At Isola Art Center we recently presented The People’s Choice, an exhibition curated by Marco Scotini and supported by the Department of Culture of the Province of Milan. The show gathered over forty proposals, projects and concrete experiences that attempt, in different ways, to develop a possible model for a contemporary art space that interacts with the life of its host neighborhood or location.
Within this framework, together with the curator Katia Anguelova and the art collective Alterazioni Video, we created Isola Space Sharing, a project in progress designed to prompt direct communication between the art audience and the street, activating a system of participation with direct impact on the locality and its community. Such a system constitutes an investigation, therefore, of the potential for working together, generating virtual spaces of interaction capable of stimulating intercommunication among spectators who might include neighborhood residents, travelers or passers-by. A central coordination point gathered video contributions from outposts positioned around the neighborhood and contributing to the life of the Isola district, interviewing citizens but also interfering in the relationship between art and the neighborhood in the hope of provoking reaction and response.

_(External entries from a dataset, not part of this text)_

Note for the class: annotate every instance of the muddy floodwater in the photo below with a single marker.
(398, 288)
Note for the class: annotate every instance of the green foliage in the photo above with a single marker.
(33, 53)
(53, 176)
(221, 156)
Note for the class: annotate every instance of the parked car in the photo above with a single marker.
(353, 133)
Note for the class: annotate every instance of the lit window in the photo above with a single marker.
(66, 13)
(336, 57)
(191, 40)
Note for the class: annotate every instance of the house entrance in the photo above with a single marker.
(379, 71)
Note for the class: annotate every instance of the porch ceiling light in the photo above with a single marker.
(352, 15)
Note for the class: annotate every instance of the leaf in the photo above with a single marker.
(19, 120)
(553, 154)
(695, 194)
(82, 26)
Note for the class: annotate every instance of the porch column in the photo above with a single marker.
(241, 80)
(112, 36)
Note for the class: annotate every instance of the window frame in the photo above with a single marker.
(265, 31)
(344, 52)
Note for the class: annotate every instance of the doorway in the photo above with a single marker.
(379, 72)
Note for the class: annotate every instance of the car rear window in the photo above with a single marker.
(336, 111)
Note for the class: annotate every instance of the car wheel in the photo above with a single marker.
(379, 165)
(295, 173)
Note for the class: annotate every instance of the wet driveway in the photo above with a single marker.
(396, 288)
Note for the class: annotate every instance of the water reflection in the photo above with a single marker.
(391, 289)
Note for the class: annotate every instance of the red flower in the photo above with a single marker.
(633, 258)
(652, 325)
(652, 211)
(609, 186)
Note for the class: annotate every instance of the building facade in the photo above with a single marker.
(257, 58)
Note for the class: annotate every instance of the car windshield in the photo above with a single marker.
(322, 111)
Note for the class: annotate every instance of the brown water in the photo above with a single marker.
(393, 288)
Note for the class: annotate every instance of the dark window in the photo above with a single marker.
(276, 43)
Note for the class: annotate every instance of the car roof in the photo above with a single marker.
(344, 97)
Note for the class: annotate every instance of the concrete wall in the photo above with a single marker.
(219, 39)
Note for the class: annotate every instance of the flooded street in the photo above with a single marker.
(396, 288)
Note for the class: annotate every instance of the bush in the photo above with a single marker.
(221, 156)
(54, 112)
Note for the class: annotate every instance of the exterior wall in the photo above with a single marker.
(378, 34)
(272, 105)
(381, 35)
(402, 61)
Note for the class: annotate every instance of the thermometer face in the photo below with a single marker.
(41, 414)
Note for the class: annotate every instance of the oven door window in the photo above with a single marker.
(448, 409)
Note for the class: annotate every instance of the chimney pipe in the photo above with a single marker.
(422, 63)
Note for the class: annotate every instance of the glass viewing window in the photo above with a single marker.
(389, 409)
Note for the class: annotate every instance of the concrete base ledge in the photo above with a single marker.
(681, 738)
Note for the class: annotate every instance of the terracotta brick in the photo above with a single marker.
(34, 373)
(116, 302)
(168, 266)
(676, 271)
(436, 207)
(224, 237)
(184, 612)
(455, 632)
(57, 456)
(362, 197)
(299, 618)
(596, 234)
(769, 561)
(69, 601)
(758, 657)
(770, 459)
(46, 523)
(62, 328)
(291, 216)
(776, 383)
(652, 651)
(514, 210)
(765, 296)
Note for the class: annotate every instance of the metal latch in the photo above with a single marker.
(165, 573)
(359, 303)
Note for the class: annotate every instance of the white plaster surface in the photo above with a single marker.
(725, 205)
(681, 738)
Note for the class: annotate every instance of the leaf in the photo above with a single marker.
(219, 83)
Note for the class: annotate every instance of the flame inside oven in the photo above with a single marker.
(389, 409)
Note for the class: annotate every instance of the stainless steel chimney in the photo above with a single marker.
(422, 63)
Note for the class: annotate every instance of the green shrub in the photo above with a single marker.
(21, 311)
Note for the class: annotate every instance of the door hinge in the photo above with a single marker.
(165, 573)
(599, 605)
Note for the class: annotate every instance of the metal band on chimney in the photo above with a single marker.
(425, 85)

Isola Space Sharing is partially the result of the process of defining a neighborhood art centre. Called Isola Art Center, it is a precarious space on the second floor of an abandoned factory known as the ‘Stecca degli Artigiani’ belonging to the city government. For some time the building has been used by local craftspeople and cultural and community associations. The public administration proposes that it will be demolished as part of a plan to redesign the entire area, constructing 100,000 cubic meters of new development. Many neighborhood groups, on the other hand, are determined to preserve conditions of urban quality and livability in the zone. In particular, there is widespread support for the project of renovating the Stecca degli Artigiani to transform it into a multifunctional centre integrated with the community and the city, a place that can be “lived” in every moment of the day. The Stecca would be seen as an integral part of a concept of shared management of leisure together with its two adjacent parks, the only green area in the quarter. Today the art centre has been re-named Isola Art & Community Center, precisely because its content and form are defined through this process of public and collective discussion and joint action involving professionals, community associations and individuals. The mobilization of local individuals has created a true “network of resistance” against the demolition of the sites and their replacement with banal, standardized real estate that would erase the specific character of the place, seen as an indispensable part of truly human existence. A multiplicity of voices, faced with the indifference of the administration, has united with a shared aspiration, demonstrating a willingness to listen and a determination in turn to be heard.
Isola Art & Community Center plays an active and central part in this struggle; through it the creation of a centre for the community has become not just a demand but a reality. On the second floor of the Stecca degli Artigiani, Isola Art & Community Center has held many exhibitions, research projects, conferences and encounters. Its spaces contain a café, a bookshop, a technical workshop, a storeroom and a number of project workshops such as OUT, Stazione Livorno, Osservatorio in opera, SUGOE, and Love Difference. It is thanks to the commitment of Bert Theis, an artist who has been involved in the neighborhood’s struggle and the development of the Center’s activities from the outset, that the association Isola dell’Arte was created, of which he is president. Today the association oversees the activities of the center and has the support of local citizens as well as that of many people in the art world, including Miuccia Prada, Angela Missoni, Alessia Bulgari, Daniel Soutif, Hans Ulrich Obrist, Thomas Hirschhorn, Maurizio Cattelan, Marina Abramovic, Giò Marconi and Lia Rumma.